Religious Liberty in Action!

by Michael Potemra


While looking up some Pawlenty material on Google for that last post, I discovered that Pawlenty is an adult convert from Catholicism to Protestantism. That means two of the major contenders for the 2012 GOP nomination have switched religious affiliations: Sarah Palin, too, switched — from Catholic to Assemblies of God, at age 12. Of course, Newt Gingrich switched in the opposite direction, from Protestant to Catholic. Palin and Pawlenty for Gingrich: I leave it to others to make invidious remarks about which team got the better in that trade. (I have my own opinion, but I’m sure that, as with any discussion of a trade on sports-talk radio, there would be loud voices raised on both sides of the question.)

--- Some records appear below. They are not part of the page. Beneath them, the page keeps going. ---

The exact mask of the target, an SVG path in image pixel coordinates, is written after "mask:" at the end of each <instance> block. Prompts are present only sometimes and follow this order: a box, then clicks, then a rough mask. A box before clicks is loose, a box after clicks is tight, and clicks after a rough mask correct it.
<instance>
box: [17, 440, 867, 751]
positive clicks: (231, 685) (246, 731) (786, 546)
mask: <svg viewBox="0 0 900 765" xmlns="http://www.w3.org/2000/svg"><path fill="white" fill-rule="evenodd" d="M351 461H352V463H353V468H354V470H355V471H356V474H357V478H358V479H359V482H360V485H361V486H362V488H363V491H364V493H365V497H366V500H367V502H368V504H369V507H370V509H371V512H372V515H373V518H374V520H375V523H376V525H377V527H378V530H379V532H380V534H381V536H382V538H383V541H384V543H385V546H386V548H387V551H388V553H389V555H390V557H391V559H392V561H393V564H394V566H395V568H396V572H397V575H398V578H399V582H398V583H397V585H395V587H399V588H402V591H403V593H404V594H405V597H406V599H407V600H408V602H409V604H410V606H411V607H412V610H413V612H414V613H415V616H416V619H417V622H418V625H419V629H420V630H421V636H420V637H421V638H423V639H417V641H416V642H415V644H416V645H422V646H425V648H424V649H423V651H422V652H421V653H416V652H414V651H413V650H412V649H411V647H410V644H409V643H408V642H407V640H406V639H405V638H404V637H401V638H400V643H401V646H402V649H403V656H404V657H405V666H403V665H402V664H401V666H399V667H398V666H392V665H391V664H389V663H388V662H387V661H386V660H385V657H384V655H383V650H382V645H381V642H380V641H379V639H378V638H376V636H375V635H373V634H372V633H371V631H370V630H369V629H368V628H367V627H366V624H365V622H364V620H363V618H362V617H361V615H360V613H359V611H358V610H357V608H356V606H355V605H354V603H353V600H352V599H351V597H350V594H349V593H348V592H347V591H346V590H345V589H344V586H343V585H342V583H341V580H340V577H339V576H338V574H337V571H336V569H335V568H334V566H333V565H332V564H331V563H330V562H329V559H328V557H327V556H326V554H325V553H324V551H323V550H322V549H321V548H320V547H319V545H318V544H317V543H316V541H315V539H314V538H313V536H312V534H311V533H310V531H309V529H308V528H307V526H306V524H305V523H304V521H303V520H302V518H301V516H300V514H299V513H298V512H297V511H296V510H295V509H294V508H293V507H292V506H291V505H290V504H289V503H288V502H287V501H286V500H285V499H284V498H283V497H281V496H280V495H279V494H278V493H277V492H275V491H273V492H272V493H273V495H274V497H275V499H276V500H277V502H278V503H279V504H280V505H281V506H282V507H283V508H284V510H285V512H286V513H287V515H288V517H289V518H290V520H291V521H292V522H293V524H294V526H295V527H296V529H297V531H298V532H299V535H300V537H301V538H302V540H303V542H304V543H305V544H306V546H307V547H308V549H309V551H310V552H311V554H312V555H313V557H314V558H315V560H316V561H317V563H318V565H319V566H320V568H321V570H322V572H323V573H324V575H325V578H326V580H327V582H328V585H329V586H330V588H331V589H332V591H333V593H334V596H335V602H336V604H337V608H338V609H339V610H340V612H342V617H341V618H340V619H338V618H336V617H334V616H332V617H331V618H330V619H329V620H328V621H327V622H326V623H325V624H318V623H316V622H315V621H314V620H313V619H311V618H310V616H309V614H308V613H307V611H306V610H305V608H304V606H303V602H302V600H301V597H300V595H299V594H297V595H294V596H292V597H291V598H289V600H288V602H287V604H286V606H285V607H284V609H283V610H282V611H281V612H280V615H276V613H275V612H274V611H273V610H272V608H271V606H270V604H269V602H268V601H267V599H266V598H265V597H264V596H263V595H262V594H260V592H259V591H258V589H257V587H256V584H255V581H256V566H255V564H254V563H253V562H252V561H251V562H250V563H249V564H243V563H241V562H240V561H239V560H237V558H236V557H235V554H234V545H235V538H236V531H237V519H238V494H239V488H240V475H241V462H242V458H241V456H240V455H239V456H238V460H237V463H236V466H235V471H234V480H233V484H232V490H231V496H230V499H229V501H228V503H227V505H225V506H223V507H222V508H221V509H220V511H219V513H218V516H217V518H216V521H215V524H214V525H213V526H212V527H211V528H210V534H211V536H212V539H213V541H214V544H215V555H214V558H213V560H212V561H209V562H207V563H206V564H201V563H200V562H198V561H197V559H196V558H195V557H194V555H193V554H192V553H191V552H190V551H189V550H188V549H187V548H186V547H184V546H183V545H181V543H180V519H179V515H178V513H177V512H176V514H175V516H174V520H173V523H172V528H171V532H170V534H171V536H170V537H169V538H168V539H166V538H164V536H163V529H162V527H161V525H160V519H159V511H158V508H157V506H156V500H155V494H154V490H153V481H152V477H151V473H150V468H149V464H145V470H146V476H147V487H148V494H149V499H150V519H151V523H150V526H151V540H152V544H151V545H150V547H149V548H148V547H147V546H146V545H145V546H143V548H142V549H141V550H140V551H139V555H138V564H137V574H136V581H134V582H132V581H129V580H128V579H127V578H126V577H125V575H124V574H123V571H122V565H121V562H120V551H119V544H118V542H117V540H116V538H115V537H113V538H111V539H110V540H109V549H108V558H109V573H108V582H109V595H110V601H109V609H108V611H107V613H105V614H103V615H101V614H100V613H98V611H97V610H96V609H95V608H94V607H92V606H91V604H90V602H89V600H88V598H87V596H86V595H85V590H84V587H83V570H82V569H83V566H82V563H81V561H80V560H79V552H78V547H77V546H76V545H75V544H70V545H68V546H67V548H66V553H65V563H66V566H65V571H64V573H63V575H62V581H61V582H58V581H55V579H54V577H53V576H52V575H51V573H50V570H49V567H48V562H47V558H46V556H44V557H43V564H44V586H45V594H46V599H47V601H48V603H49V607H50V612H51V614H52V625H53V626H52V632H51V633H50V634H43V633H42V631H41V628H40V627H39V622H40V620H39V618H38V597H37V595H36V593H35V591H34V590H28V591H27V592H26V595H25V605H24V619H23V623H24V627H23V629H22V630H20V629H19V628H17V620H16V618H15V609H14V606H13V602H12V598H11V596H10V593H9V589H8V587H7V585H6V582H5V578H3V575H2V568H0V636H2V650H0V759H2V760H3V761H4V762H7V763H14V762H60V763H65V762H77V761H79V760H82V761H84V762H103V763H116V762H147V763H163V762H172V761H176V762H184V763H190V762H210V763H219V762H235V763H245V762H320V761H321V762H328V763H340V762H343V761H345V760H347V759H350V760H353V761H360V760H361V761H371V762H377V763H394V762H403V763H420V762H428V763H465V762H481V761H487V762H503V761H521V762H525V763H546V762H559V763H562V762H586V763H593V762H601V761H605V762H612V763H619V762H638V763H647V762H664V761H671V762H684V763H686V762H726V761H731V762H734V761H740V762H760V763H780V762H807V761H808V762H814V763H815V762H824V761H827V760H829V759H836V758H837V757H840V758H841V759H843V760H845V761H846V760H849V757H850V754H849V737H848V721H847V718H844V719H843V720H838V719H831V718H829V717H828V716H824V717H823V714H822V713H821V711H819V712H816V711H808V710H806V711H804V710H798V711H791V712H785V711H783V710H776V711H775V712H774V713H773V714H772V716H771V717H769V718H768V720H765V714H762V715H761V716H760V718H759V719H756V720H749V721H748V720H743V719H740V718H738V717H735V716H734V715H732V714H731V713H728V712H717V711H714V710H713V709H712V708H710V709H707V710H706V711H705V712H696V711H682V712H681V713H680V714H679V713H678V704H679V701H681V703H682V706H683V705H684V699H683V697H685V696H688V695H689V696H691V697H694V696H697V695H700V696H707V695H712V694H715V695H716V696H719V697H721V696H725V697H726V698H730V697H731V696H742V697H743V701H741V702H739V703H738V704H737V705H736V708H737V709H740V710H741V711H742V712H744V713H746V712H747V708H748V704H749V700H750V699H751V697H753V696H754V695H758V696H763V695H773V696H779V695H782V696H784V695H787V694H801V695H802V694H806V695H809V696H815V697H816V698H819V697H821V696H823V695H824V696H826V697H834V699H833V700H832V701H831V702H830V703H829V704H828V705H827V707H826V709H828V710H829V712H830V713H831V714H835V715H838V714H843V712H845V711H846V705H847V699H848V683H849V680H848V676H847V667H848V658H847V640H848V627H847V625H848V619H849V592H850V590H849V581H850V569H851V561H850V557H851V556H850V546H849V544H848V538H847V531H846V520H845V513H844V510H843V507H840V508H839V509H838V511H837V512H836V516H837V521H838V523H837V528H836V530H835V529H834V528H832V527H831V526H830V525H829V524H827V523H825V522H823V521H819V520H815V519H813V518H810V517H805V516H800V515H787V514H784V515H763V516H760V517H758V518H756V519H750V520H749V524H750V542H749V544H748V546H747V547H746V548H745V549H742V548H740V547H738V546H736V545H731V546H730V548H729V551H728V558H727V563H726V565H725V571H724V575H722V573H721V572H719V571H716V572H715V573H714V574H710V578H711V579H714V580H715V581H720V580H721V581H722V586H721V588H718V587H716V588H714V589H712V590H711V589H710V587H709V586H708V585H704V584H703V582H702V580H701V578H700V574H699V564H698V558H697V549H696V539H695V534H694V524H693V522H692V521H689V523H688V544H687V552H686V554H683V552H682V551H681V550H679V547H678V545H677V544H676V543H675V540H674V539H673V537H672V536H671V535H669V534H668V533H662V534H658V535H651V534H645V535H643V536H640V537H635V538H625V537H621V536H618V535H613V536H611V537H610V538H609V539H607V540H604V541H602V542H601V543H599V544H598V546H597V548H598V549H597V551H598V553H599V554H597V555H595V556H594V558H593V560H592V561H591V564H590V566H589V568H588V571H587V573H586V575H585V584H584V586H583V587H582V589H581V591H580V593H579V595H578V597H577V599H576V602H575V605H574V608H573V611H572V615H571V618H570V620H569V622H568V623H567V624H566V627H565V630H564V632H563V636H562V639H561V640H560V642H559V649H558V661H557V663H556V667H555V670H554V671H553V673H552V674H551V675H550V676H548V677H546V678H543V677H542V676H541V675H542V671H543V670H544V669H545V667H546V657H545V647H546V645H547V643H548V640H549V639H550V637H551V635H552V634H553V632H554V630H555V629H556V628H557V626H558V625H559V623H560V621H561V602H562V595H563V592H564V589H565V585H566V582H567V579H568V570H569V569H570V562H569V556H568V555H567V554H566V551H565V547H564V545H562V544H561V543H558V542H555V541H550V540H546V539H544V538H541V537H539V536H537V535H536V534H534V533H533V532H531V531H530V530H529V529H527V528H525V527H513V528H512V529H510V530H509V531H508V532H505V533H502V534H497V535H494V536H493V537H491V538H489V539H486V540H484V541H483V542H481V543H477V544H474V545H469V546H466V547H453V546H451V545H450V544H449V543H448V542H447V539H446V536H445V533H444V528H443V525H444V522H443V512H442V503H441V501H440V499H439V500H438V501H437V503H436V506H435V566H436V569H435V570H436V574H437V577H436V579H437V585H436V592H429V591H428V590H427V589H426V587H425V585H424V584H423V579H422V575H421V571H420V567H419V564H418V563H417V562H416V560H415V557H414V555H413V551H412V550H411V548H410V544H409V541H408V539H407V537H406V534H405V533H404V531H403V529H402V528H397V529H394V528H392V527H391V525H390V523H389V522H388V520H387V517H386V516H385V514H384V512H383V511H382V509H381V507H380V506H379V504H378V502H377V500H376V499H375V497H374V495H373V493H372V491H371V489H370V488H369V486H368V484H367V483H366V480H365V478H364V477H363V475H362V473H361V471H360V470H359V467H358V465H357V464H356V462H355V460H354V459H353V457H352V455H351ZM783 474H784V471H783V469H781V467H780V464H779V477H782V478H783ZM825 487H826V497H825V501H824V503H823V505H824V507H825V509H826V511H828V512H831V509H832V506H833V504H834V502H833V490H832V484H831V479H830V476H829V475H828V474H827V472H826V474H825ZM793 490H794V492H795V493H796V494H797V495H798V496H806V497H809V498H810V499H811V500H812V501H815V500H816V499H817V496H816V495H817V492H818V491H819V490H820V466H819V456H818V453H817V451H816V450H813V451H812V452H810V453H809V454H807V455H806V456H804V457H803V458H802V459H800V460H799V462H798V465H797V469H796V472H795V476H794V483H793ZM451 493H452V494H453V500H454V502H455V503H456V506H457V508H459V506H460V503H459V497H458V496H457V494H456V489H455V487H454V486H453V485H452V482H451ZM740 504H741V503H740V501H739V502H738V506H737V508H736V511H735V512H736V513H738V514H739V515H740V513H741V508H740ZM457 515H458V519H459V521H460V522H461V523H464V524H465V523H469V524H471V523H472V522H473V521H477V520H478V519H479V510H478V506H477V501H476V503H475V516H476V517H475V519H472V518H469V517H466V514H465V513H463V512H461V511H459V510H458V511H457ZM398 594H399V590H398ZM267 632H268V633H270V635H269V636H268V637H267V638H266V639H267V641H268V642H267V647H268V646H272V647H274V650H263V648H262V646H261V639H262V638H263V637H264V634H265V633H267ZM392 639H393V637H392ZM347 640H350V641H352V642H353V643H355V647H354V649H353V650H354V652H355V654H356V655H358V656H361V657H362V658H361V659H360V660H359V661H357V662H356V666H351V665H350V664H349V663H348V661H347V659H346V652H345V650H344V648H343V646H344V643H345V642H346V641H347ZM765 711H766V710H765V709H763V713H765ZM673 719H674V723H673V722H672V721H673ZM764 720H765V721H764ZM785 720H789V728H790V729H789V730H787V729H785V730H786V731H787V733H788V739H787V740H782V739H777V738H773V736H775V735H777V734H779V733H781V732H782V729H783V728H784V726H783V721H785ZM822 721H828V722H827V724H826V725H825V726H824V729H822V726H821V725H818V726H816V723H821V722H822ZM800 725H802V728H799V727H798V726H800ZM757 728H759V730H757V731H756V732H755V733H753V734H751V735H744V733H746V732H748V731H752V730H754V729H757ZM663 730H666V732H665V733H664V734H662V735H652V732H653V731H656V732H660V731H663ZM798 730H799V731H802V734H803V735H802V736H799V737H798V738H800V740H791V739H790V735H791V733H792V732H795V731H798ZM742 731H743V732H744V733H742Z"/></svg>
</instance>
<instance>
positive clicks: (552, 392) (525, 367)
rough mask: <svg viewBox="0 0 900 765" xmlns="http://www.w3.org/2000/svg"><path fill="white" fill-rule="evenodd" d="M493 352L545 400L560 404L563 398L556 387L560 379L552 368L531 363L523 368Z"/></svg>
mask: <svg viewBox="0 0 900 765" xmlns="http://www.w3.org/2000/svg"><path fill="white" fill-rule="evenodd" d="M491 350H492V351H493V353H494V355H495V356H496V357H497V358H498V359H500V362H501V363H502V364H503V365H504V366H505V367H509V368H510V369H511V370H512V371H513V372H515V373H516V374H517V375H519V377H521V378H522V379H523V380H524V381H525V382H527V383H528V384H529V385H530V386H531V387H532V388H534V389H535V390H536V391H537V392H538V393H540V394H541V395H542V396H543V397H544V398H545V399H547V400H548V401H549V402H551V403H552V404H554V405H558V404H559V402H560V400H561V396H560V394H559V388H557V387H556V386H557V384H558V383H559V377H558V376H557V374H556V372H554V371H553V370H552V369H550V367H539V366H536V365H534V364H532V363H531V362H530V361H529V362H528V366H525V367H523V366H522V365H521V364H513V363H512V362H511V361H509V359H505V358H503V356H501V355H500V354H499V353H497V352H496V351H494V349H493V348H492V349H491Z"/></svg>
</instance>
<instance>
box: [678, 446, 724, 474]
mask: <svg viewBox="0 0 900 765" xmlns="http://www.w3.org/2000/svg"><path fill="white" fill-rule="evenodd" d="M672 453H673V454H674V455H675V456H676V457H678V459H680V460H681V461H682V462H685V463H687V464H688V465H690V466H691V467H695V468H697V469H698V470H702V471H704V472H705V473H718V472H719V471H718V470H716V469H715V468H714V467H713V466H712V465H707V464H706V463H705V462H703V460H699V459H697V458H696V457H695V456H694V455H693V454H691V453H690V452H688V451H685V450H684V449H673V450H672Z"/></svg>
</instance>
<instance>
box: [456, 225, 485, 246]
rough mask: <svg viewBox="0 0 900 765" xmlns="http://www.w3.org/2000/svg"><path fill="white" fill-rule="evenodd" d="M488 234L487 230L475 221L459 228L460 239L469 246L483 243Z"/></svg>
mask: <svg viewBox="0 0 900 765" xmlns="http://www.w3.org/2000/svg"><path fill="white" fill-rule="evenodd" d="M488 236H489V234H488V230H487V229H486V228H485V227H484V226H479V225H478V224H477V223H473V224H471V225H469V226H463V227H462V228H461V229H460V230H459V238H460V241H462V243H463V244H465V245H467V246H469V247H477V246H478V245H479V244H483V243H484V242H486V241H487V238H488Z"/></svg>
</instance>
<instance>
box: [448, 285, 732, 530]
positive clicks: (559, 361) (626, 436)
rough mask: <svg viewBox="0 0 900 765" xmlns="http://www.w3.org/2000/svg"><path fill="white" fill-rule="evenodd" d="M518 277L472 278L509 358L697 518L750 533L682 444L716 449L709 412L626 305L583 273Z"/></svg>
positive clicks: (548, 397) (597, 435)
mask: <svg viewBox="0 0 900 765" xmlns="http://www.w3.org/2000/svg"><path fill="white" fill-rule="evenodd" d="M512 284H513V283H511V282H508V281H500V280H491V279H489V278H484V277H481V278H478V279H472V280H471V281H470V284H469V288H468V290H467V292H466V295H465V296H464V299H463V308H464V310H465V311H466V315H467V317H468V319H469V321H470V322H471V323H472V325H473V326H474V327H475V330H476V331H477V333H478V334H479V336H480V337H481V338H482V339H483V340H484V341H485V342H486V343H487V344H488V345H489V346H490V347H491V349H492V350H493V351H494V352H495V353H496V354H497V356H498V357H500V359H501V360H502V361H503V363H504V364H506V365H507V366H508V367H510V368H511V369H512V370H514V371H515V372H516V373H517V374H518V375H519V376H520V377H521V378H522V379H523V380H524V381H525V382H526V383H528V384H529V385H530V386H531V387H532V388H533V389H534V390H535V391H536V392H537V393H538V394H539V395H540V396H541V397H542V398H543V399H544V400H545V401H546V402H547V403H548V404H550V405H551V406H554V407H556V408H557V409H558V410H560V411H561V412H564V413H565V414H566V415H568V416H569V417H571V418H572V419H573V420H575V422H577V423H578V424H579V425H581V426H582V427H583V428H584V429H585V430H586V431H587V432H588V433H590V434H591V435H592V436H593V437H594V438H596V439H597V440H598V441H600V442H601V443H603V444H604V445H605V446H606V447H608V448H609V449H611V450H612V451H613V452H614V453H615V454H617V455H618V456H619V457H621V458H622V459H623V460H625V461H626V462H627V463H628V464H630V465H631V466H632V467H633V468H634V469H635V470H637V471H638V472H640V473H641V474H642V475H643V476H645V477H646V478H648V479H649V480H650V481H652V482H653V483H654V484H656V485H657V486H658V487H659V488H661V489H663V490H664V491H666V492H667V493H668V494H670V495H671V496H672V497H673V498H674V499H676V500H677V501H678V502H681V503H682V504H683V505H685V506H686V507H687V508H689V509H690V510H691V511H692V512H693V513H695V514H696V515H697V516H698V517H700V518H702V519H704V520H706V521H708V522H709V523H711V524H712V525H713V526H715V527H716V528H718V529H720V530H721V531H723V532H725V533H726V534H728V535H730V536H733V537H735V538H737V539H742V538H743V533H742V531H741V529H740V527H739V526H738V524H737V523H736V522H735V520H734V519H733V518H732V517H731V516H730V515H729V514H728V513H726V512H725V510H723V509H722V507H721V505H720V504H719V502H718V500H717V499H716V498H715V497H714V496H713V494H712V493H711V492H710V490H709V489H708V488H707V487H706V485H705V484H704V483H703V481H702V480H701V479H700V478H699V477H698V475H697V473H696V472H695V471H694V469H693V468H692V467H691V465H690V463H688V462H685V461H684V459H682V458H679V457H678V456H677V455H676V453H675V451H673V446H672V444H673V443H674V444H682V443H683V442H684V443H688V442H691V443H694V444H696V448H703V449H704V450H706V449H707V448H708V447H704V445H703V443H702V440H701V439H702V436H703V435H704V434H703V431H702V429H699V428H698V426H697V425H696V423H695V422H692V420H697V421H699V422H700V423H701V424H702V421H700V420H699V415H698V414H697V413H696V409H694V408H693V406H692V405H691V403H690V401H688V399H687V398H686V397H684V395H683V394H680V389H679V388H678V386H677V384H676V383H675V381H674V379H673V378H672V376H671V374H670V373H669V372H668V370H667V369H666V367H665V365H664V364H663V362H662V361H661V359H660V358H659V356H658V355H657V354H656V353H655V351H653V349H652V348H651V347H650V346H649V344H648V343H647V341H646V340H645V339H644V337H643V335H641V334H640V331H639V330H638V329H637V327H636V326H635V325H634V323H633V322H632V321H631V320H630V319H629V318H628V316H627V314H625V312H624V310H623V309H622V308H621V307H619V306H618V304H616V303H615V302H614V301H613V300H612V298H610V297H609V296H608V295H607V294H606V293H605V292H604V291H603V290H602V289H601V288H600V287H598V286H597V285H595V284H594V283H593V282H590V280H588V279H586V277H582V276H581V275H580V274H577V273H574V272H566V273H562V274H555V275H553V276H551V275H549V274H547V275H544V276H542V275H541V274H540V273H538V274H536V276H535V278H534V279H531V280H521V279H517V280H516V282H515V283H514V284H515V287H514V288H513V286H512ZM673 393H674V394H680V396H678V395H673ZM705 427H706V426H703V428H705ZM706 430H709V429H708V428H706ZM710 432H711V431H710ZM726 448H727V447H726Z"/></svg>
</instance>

But just imagine a Palin/Pawlenty 2012 ticket! The campaign bus could have the license plate 2XRCS. And hey, who’s that with one foot on the bus and one foot off the bus? Why, it’s Marco Rubio!

No offense, Senator Rubio: As an Episcopalian who grew up Catholic and has attended services in just about every major denomination and even some minor ones, I have no desire to mock anyone engaged in a religious quest across sectarian boundaries. The important point for me is that there’s something gloriously American in this whole spectacle — not just the Palins, Gingriches, Pawlentys, and Rubios who cross boundaries, but the Romneys and Santorums and Huntsmans who remain religious within their own particular traditions. I think the Founding Fathers would have approved of the vigor with which all these political figures affirm their religious faith — and the lack of negative sectarianism with which they do so in the public square. (It’s true that I mention only Republicans in this post, but that’s just because there will almost certainly not be a presidential primary contest among the Democrats this time. In any case, there’s marvelous diversity on the other side of the aisle too: The Democratic president is a liberal Protestant, and was famously a member of an especially liberal United Church of Christ congregation in Chicago; the Democratic Senate majority leader is a Mormon; and the Democratic leader in the House is a Catholic.)